'Digital wallet' will transform smartphone and how we spend
Digital wallets are on their way to replacing their leather counterparts for many Canadians within the next two years, according to retail and communications specialists.
One thing it could change, for example, is your morning coffee ritual.
David Robinson, vice-president of emerging communications at Rogers, envisions a Tim Hortons application that would know you always order a large double-double, track your location via GPS and charge your bank account before you’ve even set eyes on the restaurant.
"Then," says Robinson, "you just pick it up in an express window."
The smartphone-enabled wallet also allows consumers to purchase items simply by tapping their phone on a pad at the cash, much like a tap-and-pay credit card.
Those cards only deal in transactions, but the possibilities for digital wallets could be endless.
Big players such as Rogers, Visa and PayPal are backing the new technology, signaling its rise in the near future.
The list of digital wallet capabilities is long.
Every carrier and bank on the planet wants to be able to do this.
New to the city and need a transit pass?
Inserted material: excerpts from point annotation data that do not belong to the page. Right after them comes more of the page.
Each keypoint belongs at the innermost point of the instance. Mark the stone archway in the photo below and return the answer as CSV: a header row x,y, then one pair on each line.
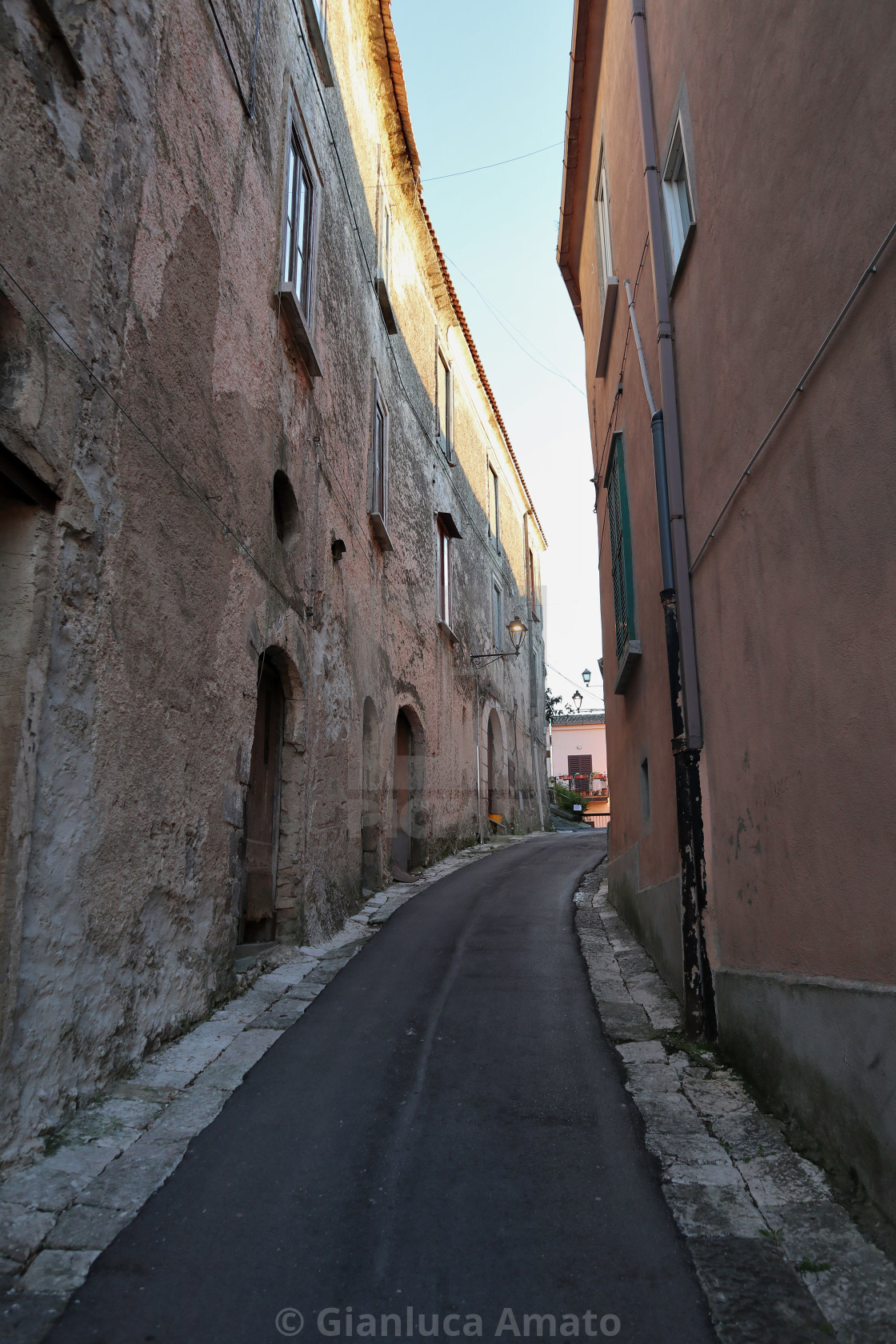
x,y
409,836
277,914
258,907
496,768
371,818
You could simply purchase a pass on your phone and go. Access cards for your office building could be there, too.
Receipts would be stored in the phone, and so alleviate many of the headaches of the return line.
The way consumers buy alcohol or cigarettes would also change, as patrons could simply tap their phone on a pad at the cash to indicate their age to a clerk.
It could even bring sweeping change to the way health-care identification works, as provincial health cards could reside on a phone in the same wallet.
Test results could be emailed or explained to patients over the phone, eliminating many types of follow-up visits.
Stolen, copied or forged plastic health cards would be a thing of the past.
The digital wallet is a virtual representation of the real thing – except it resides in a digital device.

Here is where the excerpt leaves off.